Canon · SLR · Canon FD

Canon TX

35mm SLR Discontinued mechanical-slr · canon-fd · student-camera · match-needle-cds · all-mechanical-shutter · budget-classic

Wind the lever and you feel exactly what Canon left out. The TX is the bare-knuckle version of the FTb, the same chassis with the metering simplified, the finder info trimmed back, and a shutter that tops out near 1/500 instead of climbing to the FTb's 1/1000. It thunks rather than clicks. There is a satisfying mechanical bluntness to the whole thing, the sound of a camera that does not care whether you are impressed.

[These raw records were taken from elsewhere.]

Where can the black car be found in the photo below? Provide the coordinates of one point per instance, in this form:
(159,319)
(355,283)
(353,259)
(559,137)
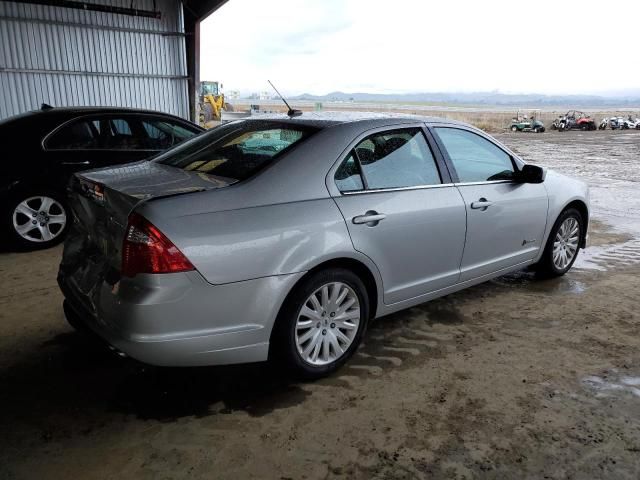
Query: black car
(42,149)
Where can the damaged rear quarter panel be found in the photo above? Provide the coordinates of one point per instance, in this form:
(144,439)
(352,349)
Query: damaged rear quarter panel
(241,244)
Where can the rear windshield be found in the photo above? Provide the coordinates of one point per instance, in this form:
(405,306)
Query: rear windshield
(236,150)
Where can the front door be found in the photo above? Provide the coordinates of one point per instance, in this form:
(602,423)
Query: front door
(505,219)
(400,214)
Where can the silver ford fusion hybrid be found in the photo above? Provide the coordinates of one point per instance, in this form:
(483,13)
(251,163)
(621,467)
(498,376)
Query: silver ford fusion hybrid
(283,237)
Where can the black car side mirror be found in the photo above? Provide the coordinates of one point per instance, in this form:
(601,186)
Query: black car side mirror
(530,174)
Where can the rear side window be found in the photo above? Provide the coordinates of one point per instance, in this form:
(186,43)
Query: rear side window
(109,132)
(236,151)
(475,158)
(348,177)
(392,159)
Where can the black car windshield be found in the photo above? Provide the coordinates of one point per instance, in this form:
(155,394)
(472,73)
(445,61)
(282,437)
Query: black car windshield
(236,150)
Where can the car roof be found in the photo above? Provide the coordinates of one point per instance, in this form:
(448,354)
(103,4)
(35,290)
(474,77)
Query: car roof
(367,119)
(61,113)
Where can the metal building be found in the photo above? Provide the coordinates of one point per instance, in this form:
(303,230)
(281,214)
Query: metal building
(131,53)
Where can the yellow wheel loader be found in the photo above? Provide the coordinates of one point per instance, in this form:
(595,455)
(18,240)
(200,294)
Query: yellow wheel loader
(211,104)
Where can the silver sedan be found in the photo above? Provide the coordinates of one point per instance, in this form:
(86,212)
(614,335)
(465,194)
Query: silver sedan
(282,238)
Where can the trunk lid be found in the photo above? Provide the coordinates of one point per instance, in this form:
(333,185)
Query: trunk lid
(100,202)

The big economy is in how it reads light. Where the FTb takes a 12 percent partial reading from the center, the TX simplifies the pattern to plain center-weighted averaging, and it loses the self-timer and the mirror lockup along the way. It still meters wide open, coupled to the aperture ring, so the needle tells you the truth with the lens at full bore and the finder bright. It is a CdS match-needle system, center-weighted and averaging, and you center it by turning aperture and shutter against a circle on the right side of the frame. Honest within its limits, and it leans on a mercury cell you cannot buy anymore. People run a 1.4-volt zinc-air hearing-aid cell with an adapter, or they accept the drift and compensate. Either way the meter is the part of this camera most likely to lie to you fifty years on.

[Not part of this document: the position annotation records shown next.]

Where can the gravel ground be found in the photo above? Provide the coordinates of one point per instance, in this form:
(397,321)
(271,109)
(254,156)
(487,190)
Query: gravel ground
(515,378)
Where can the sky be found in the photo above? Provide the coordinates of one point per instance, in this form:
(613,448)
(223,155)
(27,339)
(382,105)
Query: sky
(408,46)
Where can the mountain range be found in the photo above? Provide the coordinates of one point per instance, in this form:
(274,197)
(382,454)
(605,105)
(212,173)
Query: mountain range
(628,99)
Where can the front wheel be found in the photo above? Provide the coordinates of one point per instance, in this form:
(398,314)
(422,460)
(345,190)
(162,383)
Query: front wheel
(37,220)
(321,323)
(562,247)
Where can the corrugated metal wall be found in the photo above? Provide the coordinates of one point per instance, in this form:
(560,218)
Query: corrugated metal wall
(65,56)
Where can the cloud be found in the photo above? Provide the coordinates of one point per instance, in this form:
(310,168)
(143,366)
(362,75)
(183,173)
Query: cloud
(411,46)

Look through the finder and you get a microprism rangefinder in the center, set on a clean Fresnel matte field. Focus snaps. The TX anchored the early FD years, the original breech-lock mount with the rotating chrome locking ring, the generation before the New FD lenses that twist on like a bayonet. That mount is the real reason to own one. A 50mm f/1.8 S.C. costs almost nothing and renders beautifully, and the whole FD catalog from fast primes to long teles bolts straight on. Canon built this body cheap on purpose. It was the entry door to the system, sold through department stores and to first-year photo students who needed something that would not break when dropped on a darkroom floor.

That cheapness shows in a couple of places. The 1/500 top speed means shooting fast film wide open in daylight gets tight. And the finder, bright as it is, tells you very little; no shutter speed readout, no aperture display, just the meter needle and your own memory of where you set things. You are flying on knowledge, not on a heads-up display. The trimmed feature set, no self-timer and no mirror lockup, is the rest of the bargain.

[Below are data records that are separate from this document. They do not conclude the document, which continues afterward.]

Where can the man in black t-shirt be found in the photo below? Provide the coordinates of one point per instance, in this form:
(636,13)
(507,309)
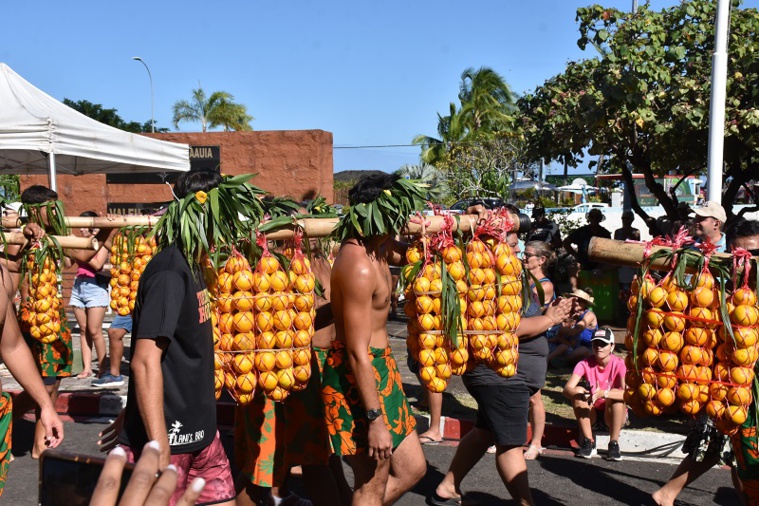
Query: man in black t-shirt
(171,401)
(543,229)
(578,242)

None of that hurts it today. The TX trades for student-camera money, well under what an FTb or a Pentax Spotmatic commands, and it does the same job with the same toughness. When that aging CdS cell finally goes soft, or you just stop trusting the mercury-cell math, an incident or spot reading from the Zone Light Meter app becomes your real meter. Set the needle aside, place your shadows where you want them, and transfer the values to the all-mechanical dials. The shutter does not need a battery to fire, which is the quiet argument for buying one of these in the first place. It will outlast its own meter, and probably you.

How the app handles this body

  • Metering: Take an incident or spot reading in the app and place your shadows on a chosen zone, then dial that exposure in. On a body with no meter, or one whose cell has drifted with age, the app is the meter you trust.
  • Flash sync: Focal-plane shutter, so flash sync tops out around 1/60. Above that the app's exposure pairs still hold for available-light work.